# How do I cope?



## alwayshere (Apr 16, 2014)

I just got the evidence I needed that proves my H is cheating. This is an absolutely horrible feeling. I never thought I would be here. I have been with him for 27 years. Can someone please tell me how to deal with this? 
I cant eat, I cant sleep, my heart is shattered. This is amazingly painful. Please help!


----------



## Pluto2 (Aug 17, 2011)

Keep breathing.
Of course your heart is shattered by his betrayal.
What kind of evidence did you get? What was the cheating emotion/physical/sexting?

First, call your MD and discuss meds for depression/anxiety and STD test (yuck I know, but since you believe you have evidence of infidelity you don't really know who the other person slept with)

Second, breath. You have to process this before you take your next step. What would you like to do? Marital counseling in the hopes of reconciliation? divorce?


----------



## EleGirl (Dec 3, 2011)

I'm so sorry you are going through this.. its sucks.

First you need to get yourself into a better place. As Pluto2 suggested, see a doctor for anti-depressants and STD test.

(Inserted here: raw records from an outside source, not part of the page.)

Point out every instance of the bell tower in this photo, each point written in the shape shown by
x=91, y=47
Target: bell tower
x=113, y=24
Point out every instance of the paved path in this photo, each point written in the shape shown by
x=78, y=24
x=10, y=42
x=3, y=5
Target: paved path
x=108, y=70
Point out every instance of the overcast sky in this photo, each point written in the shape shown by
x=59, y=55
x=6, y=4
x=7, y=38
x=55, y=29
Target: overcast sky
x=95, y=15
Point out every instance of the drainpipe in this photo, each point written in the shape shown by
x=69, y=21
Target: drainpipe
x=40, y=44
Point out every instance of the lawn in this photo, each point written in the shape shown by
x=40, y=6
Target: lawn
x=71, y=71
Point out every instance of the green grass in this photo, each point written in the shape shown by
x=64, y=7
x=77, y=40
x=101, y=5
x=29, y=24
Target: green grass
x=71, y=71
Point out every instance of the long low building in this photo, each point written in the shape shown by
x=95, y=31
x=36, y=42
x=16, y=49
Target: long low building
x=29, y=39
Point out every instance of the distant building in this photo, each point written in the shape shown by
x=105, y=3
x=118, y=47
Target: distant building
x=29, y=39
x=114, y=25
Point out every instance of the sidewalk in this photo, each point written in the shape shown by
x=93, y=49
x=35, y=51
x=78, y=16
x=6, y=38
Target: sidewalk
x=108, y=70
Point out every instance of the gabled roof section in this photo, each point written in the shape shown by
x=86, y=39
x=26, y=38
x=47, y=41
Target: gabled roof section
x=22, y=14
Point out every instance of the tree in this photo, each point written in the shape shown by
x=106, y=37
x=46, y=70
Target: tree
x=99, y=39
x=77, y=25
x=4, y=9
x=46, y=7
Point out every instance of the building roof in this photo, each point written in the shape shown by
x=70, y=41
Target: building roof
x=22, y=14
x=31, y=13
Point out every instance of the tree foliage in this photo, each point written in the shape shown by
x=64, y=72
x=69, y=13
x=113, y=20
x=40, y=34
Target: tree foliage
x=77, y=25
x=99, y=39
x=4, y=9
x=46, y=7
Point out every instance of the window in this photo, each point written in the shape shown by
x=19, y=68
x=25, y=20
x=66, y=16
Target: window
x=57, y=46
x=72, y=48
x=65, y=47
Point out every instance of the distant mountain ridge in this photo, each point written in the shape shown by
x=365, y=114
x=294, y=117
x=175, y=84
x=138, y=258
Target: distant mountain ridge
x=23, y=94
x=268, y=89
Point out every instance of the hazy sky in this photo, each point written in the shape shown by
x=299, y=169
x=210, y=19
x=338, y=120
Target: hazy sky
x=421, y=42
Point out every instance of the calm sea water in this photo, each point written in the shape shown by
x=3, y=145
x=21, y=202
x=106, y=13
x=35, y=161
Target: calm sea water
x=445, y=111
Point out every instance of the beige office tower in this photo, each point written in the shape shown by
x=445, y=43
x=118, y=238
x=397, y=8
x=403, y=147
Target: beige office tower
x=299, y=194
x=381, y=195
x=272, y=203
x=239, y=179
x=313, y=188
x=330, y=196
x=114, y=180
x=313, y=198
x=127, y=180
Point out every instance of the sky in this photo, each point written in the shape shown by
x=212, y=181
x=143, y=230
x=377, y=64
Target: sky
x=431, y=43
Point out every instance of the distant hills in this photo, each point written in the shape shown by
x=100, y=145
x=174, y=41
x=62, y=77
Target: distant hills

Then you need a plan of action.

How long have you known about his cheating? Does he know that you know?

What evidence do you have?


----------



## the guy (Aug 3, 2010)

Find out who the AP(affair partner) is before you confront your old man.

If the AP is married then expose this A to OWH (other womens husband)

Often telling OWH first will nuck the affair.

Now that you have proof follow up with more investigation so you can have the most effective confrontation.
Basicly the more you know the less chance of him talking his way out of it. When confronting with real specific things like names places and times, it makes the cheater think you know more then you really know and with a better chances of a confession.

This is pretty general tactics, so please give us some more info on your d-day (discovery day) with regards to getting better advice.


----------



## Q tip (Apr 15, 2014)

You have the right to reconcile IF he is truly remorseful (not regret he was caught). You have the right to divorce. 

If you do R, you have the right to stop and go to D at the time for any reason.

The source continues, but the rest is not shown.